YKS; (TYT, AYT, YDT) sınavlarının hazırlığı ÖSYM tarafından belirlenen program çerçevesinde yürütülmektedir. Öyle olunca lise eğitiminde YKS ye dahil olmayan dersler ciddiye alınmamaktadır.
Geçmiş yıllarda yükseköğretime giriş sınavı soruları esas olarak Lise 1 müfredatına dayalıydı. Dolayısıyla Lise 2 ve Lise 3 dersleri göstermelik olarak yapılıyordu. Lise 2 ve 3 dersleri de sınav kapsamına alınınca, birdenbire bu sınıflarda da dersler ciddiye alınmaya başladı.
Sonuç olarak MEB nasıl bir müfredat hazırlarsa hazırlasın, sonunda ortaöğretim kurumlarında ne yapılacağını ve hangi derslerin çalışmaya değer olduğunu belirleyen kurum, üniversiteye giriş anahtarını elinde tutan ÖSYM olmaktadır.
-Paralel Müfredattan kastedilen ÖSYM nin oluşturduğu bu yapı mı?
Yıllardır bu iki kurum birbirinden kopuk halde kaldı. Bu iki başlılığın sona erdirilmesi i için ÖSYM’nin MEB bünyesine alınması gerekir. Sınav muhtevasının MEB tarafından belirlenmesi bir zarurettir. Mevcut uygulama MEB’nın elini kolunu bağlamaktadır.
Lise müfredatı ve YKS konu başlıkları arasındaki uyumsuzluk bir boşluk hasıl etmektedir. Bu boşluğu ise “üniversiteye giriş liseleri” diyebileceğimiz üniversiteye hazırlık kursları doldurmaktadır. Bunlar MEB liseleriyle adeta yarış içindeler.
-Durumun farkında olan liseler ne yapıyor peki?
Lise öğrencileri de gündüzlerini MEB liselerinde geçirmek, ve akşam ve hafta sonları da malî külfetine katlanıp YKS liselerine yani hazırlık kurslarına gitmek zorunda kalıyorlar.
Kendi müfredatlarını bırakıp paralel müfredata tabi oluyorlar. Öğrencilerine hafta sonları üniversiteye giriş deneme sınavı veriyor mesela.

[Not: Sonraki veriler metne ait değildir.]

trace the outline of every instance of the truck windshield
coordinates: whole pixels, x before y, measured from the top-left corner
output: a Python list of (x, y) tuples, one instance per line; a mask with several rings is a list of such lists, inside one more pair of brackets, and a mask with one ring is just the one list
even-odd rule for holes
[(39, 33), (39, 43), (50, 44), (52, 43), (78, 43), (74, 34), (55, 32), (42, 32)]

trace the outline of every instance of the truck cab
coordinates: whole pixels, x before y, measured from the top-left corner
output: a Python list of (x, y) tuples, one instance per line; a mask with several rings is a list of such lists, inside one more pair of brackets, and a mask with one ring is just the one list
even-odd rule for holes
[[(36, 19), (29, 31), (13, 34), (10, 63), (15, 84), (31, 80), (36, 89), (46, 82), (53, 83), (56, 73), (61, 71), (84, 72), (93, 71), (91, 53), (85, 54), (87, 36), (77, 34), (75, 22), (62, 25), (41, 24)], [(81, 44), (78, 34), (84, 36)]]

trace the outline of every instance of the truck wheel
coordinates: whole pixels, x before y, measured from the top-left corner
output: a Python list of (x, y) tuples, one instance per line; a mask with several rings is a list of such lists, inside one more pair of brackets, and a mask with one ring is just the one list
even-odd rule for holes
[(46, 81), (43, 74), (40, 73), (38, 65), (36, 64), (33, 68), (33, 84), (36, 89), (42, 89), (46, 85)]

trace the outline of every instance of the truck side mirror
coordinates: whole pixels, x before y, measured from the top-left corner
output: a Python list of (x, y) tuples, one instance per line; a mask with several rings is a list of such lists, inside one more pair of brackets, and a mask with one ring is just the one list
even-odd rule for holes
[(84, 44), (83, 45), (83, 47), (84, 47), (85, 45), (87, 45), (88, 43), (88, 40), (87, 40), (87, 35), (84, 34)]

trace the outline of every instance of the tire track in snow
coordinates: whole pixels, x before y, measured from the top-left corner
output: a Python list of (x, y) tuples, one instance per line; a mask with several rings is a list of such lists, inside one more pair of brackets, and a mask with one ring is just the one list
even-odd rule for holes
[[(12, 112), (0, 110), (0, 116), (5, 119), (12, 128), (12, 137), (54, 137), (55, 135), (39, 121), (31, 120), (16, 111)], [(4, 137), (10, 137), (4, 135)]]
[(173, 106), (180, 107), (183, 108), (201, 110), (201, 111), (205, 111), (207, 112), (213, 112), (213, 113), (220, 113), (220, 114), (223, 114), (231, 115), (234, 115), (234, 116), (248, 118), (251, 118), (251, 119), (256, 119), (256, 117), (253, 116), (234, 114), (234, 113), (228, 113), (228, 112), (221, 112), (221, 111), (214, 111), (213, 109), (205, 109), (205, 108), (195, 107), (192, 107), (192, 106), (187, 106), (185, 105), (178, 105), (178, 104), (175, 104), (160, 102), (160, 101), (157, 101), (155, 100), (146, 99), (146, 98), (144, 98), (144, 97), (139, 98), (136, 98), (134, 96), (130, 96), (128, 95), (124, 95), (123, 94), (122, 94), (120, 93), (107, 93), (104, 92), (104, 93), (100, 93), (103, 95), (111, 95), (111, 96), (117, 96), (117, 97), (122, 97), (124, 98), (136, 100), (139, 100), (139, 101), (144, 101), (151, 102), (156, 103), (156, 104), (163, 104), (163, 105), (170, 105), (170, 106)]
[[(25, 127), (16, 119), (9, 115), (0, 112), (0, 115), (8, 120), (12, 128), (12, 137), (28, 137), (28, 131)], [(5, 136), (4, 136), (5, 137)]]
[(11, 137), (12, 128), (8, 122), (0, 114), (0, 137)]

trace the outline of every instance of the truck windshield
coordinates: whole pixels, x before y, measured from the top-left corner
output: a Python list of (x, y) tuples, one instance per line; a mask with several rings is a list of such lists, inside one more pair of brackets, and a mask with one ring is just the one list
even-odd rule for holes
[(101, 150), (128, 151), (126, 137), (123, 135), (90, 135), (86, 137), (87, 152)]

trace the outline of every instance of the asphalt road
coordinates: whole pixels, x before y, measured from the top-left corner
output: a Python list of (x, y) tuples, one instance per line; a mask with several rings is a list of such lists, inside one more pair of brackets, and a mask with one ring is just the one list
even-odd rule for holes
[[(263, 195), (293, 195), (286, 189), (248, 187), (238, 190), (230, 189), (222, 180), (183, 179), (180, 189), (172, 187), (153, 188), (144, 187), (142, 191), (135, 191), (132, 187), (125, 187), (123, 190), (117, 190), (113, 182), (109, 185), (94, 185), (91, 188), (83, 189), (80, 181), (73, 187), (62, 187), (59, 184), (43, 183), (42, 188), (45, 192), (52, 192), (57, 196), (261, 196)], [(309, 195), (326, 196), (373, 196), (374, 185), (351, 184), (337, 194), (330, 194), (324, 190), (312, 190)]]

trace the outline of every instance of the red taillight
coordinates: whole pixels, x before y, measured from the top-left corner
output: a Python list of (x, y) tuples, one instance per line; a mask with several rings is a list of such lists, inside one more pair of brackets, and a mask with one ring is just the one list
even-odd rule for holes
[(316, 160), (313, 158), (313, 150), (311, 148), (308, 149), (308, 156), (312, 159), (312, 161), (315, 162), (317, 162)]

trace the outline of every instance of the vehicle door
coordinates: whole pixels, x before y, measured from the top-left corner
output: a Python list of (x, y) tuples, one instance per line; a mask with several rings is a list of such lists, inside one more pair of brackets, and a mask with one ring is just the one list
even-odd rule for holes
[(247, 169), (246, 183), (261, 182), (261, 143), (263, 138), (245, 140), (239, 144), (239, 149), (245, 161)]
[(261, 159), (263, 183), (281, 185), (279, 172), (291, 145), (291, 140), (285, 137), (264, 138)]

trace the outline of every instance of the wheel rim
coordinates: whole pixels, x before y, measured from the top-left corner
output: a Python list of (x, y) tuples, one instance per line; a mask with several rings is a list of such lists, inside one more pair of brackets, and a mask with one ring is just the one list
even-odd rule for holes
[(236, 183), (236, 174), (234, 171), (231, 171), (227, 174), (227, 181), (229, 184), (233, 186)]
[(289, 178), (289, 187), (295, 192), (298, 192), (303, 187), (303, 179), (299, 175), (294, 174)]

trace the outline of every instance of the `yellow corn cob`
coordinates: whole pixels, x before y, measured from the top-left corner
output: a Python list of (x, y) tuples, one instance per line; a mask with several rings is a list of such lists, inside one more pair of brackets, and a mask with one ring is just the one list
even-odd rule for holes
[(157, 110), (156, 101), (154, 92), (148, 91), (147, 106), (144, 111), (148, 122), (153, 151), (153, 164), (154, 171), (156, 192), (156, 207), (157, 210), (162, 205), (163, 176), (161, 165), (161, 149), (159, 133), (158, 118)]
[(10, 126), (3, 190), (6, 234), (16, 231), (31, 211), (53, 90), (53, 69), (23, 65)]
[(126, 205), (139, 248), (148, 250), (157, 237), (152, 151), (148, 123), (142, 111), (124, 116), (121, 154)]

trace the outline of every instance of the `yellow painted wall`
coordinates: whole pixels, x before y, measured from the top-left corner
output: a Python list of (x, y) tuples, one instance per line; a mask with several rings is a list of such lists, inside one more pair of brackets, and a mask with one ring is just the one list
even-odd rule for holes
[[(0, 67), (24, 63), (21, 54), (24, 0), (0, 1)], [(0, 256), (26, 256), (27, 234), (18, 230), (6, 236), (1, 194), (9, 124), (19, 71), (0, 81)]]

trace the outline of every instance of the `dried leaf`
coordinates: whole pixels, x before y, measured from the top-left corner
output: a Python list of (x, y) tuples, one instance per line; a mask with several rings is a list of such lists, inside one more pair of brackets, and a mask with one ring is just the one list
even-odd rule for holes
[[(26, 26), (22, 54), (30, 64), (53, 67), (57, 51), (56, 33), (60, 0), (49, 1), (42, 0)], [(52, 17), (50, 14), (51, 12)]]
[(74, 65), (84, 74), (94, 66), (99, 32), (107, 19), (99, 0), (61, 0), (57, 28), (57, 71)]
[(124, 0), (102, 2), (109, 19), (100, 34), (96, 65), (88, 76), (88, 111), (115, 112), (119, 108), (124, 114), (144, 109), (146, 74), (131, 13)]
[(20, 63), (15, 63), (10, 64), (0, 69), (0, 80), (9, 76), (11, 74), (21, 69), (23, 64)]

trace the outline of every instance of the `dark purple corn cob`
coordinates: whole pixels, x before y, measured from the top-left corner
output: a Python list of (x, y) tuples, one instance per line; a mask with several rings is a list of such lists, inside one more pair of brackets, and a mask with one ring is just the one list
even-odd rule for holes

Daha garibi ise bu sınav sonuçları (yani paralel müfredat) öğrencilerin neredeyse yegane başarı göstergesi olmasıdır.
Durum böyle olunca, Paralel müfredat, liseleri, üniversiteye girişte bir basamak taşı haline getiriyor. Fen Liseleri gibi iddialı liseler ikinci sınıf bir üniversiteye hazırlık dershanesi gibi çalışıyor. Üniversite iddiası olmayan liselerde ise dersler genellikle ilgisizlik ortamı içinde heyecansız bir şekilde sürüyor. Ciddi öğrenciler liseden kurtarabildikleri zamanlarını kurslarda geçirmektedirler
-Bu yapı, geleceğe problemli; bakışlar karanlıklı, ümitler sönük nesiller bırakmanın bir kaynağı değil mi?
Eğitim sisteminde, özellikle sınavlardaki adaletsiz yapı ve mesleki eğitime yönlendirme olmayışı ile eğitimdeki bu akıl almaz başıboşluk ve niteliksizlik ortaya çıkıyor. Ve bunun en önemli bir kaynağı ise ÖSYM nin oluşturduğu paralel müfredat olduğunun altını tekrar çizelim.
- “Paralel Müfredat” bu kadar tehlikeli mi?
Paralel müfredat yüzünden Milli Eğitimin büyük projeleri (mesela bedava ders kitabı, FATiH projesi, akıllı tahta, tablet bilgisayar..) çöp oldu. Gençlerin dünyasında varsa yoksa üniversite sınavları.
Gençler eğitim adına bu anlamsız işkenceye isyan ediyorlar tabi. Ancak onların sorunlarını gören kim!? Göz göre göre çözüm üretilmeyince çözüm üretme konumundaki yetkililer, gençlerin dünyasında, güvenilmez ve çözüm üretemez olarak görülüyor.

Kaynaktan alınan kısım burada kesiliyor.